Ferdowsi was born in a village on the outskirts
of the ancient city of Toos In the course of the centuries
many legends have been woven around the poet's name but very
little is known about the real facts of his life. The only
reliable source is given by Nezami-ye 'Aruzi, a 12th-century
poet who visited Ferdowsi's tomb in 1116 or 1117 and collected
the traditions that were current in his birthplace less than
a century after his death.
According to Nezami, Ferdowsi was a dehqan
("landowner"), deriving a comfortable income from
his estates. He had only one child, a daughter, and it was
to provide her with a dowry that he set his hand to the task
that was to occupy him for 35 years. The Shahnameh of Ferdowsi,
a poem of nearly 60,000 couplets, is based mainly on a prose
work of the same name compiled in the poet's early manhood
in his native Toos. This prose Shahnameh was in turn and for
the most part the translation of a Pahlavi (Middle Persian)

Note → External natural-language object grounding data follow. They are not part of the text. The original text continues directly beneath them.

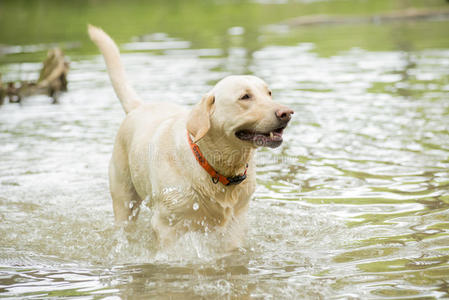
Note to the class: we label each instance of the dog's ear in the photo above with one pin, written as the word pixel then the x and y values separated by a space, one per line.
pixel 198 121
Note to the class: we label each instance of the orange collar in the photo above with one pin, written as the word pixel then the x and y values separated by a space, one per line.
pixel 216 177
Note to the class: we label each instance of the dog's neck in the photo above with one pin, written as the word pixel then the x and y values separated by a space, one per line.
pixel 227 159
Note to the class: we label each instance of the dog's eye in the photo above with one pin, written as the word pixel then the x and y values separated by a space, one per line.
pixel 245 97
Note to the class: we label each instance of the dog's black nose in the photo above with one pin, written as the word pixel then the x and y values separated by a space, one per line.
pixel 284 114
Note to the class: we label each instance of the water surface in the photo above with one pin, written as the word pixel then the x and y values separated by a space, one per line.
pixel 353 205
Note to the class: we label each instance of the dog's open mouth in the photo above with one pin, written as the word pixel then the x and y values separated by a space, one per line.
pixel 270 139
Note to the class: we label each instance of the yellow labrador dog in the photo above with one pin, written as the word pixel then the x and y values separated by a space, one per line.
pixel 197 167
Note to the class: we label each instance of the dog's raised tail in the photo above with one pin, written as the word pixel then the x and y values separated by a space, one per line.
pixel 128 97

work, the Khvatay-namak, a history of the kings of Persia
from mythical times down to the reign of Khosro II (590-628),
but it also contained additional material continuing the story
to the overthrow of the Sasanians by the Arabs in the middle
of the 7th century. The first to undertake the versification
of this chronicle of pre-Islamic and legendary Persia was
Daqiqi, a poet at the court of the Samanids, who came to a
violent end after completing only 1,000 verses. These verses,
which deal with the rise of the prophet Zoroaster, were afterward
incorporated by Ferdowsi, with due acknowledgments, in his
own poem.
The Shahnameh, finally completed in 1010...
Nezami does not mention the date of Ferdowsi's death. The
earliest date given by later authorities is 1020 and The latest
1026; it is certain that he lived to be more than 80.
The Persians regard Ferdowsi as the greatest
of their poets. For nearly a thousand years they have continued
to read and to listen to recitations from his masterwork,
the Shahnameh, in which the Persian national epic found its
final and enduring form. Though written about 1,000 years
ago, this work is as intelligible to the average, modern Iranian
as the King James version of the Bible is to a modern English-speaker.
The language, based as the poem is on a Pahlavi original,
is pure Persian with only the slightest admixture of Arabic.
European scholars have criticized this enormous poem for what
they have regarded as its monotonous metre, its constant repetitions,
and its stereotyped similes; but to the Iranian it is the
history of his country's glorious past, preserved for all
time in sonorous and majestic verse.